We all know the aphorism, An honest politician is one who, when he is bought, will stay bought. Lessig provoked me to find out who said it. It was an honest politician, um, by his own definition of the term.
Therein lies the problem, and the solution, with respect to our system of political campaign finance. Lessig demonstrates how difficult it is for anyone to determine this particularly political variety of honesty without being able to read the mind of the politician in question. If the politician is denied the transparent knowledge of his or her sources of political campaign finance, we have put him or her on the same footing as the rest of us.
"The genius of Repair California's approach is twofold. First, it steers clear of "social issues"....Second, the [constitutional convention] delegates would be chosen randomly from the adult population....To have faith in such a process requires a faith in the good sense and sincerity of ordinary people -- a faith that just about everybody professes. The beauty part is that no one can know what the delegates would come up with -- which is why the idea has won such broad support."
The method is otherwise known as a citizens' assembly, which lately has been tried twice, unsuccessfully, by two Canadian provinces seeking to reform their electoral processes. The key features of a citizens' assembly of this kind are that, by design, it cannot be captured by interest groups, since none of any variety receive representation, and it is truly representative of the population, since its membership is large and randomly chosen.

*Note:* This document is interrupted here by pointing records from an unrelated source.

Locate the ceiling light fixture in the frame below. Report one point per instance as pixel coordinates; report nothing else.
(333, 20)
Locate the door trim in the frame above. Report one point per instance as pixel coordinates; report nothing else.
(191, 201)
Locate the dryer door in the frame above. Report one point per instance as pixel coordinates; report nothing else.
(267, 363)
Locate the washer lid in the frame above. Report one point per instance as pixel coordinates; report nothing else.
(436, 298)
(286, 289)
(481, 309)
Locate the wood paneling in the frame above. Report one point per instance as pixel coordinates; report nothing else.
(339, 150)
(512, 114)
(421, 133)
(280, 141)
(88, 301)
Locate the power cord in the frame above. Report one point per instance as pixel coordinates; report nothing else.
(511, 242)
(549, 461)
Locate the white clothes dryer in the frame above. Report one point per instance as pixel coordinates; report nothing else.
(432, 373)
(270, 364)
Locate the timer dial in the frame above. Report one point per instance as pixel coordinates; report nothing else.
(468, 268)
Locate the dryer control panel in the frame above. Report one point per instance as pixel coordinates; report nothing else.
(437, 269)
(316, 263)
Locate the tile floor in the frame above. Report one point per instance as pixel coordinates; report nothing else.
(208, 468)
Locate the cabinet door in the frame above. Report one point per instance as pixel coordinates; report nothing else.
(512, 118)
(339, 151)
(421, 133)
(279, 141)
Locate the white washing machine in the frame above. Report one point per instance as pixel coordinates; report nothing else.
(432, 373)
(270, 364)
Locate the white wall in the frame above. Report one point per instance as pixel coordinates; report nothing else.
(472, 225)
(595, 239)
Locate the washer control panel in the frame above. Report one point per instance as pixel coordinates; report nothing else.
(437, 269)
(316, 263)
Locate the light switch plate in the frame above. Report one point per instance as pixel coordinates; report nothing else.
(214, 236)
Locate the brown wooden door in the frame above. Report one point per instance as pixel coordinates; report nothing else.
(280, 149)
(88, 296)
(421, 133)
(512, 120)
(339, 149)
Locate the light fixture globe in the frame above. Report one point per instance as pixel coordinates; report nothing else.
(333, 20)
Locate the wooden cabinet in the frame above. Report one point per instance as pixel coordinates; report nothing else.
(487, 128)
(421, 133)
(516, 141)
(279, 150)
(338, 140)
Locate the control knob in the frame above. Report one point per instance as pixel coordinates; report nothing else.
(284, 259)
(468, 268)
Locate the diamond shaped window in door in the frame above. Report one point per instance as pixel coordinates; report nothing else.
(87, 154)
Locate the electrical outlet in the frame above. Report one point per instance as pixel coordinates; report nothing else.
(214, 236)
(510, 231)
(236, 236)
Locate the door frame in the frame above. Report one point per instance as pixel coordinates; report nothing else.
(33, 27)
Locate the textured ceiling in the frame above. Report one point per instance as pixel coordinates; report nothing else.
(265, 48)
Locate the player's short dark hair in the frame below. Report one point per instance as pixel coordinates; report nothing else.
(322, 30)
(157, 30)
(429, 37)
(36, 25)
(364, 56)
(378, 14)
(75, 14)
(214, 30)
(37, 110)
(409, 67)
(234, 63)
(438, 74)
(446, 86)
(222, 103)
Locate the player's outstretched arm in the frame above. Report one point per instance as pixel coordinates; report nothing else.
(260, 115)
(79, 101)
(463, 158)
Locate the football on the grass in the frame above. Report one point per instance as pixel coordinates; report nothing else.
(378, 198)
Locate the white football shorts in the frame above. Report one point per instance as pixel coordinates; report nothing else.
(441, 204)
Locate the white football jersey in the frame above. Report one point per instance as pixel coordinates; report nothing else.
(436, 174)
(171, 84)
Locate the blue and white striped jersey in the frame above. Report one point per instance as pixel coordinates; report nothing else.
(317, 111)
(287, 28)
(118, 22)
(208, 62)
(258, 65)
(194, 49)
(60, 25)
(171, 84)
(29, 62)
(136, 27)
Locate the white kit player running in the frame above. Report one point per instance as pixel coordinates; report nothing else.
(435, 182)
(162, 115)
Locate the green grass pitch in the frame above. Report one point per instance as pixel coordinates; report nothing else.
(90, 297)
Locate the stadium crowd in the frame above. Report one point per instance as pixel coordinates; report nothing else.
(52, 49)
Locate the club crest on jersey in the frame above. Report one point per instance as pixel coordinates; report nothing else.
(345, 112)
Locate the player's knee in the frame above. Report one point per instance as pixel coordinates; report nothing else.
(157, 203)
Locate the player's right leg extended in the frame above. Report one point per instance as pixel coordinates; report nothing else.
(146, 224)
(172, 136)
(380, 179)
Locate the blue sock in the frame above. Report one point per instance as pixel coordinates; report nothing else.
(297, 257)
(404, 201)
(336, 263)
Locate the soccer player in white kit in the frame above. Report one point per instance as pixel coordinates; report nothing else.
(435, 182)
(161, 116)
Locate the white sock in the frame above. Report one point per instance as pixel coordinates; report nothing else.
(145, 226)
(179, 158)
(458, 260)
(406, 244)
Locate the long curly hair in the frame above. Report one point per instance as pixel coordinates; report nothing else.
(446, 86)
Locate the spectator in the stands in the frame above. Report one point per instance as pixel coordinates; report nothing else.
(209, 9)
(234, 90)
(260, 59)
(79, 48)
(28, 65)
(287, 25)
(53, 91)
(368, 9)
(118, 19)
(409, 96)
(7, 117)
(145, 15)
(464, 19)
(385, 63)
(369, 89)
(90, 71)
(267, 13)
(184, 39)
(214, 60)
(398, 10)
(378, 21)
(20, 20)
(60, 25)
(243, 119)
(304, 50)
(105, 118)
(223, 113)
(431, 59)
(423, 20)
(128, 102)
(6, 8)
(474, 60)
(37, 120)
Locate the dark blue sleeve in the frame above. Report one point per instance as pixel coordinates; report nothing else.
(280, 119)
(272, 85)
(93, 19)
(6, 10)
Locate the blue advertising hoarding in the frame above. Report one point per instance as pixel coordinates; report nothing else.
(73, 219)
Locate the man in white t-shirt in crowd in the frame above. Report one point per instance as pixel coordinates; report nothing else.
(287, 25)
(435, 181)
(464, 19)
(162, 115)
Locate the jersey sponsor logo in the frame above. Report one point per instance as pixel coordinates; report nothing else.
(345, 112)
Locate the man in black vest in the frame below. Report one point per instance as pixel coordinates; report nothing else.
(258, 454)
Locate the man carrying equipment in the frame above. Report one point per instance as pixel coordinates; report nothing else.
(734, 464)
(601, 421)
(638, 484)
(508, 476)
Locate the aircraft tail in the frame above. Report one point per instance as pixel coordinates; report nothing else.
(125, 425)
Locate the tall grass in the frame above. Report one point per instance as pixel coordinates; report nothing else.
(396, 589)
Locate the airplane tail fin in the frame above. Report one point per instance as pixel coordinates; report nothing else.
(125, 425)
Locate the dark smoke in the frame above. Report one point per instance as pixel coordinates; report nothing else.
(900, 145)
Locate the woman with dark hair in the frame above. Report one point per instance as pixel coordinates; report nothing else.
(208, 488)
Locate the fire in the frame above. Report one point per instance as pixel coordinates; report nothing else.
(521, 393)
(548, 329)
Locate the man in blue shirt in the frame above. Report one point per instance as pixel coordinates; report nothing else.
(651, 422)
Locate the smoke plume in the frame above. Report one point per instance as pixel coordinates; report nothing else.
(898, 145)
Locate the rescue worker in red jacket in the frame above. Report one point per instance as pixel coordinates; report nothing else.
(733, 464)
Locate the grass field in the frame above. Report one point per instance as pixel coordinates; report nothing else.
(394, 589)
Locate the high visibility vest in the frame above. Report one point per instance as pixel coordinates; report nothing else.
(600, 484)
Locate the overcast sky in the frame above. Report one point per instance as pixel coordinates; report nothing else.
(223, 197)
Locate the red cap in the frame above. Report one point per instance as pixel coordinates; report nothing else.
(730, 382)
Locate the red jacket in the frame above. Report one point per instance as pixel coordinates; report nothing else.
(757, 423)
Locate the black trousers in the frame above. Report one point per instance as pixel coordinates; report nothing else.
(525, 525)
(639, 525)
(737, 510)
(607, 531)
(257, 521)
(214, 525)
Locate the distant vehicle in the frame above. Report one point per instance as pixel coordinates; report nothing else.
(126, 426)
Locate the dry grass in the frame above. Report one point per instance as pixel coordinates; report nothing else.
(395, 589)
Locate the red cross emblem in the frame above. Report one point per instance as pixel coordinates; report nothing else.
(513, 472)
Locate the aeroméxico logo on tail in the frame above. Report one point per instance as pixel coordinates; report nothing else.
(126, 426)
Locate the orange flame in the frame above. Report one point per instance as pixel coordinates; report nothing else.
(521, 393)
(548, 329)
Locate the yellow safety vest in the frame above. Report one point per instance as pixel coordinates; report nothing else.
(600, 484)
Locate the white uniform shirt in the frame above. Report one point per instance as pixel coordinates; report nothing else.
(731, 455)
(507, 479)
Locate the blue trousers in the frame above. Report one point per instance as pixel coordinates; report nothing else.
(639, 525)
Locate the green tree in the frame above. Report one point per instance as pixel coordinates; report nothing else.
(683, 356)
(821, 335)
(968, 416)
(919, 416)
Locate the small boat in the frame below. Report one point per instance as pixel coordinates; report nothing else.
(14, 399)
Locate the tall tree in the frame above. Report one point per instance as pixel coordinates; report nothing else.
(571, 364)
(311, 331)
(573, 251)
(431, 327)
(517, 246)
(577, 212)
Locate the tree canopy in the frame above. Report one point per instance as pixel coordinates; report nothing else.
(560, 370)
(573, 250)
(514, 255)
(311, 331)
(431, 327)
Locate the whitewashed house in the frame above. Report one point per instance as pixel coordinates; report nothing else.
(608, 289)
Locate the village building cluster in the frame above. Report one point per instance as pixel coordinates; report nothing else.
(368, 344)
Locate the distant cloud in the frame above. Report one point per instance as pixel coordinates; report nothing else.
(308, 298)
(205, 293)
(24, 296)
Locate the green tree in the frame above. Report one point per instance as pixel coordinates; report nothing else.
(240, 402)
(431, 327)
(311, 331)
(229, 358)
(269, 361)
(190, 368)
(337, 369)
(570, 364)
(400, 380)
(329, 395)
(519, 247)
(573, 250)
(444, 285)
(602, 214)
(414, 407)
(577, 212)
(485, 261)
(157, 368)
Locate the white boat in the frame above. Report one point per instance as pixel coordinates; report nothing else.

Would it work? The experience of Ontario and British Columbia is that voters will not rubber stamp what the convention puts before them for a vote; the groups who are perceived winners and losers will not fail to campaign strenuously to influence their fate. But Californians are accustomed to having their hands on the steering wheel of power, via the initiative process. A process that disenfranchises narrow interests in favor of those taking the broadest view may resonate. California is a state whose formerly progressive and now much-amended constitution has come to rival its freeways as a symbol of gridlock.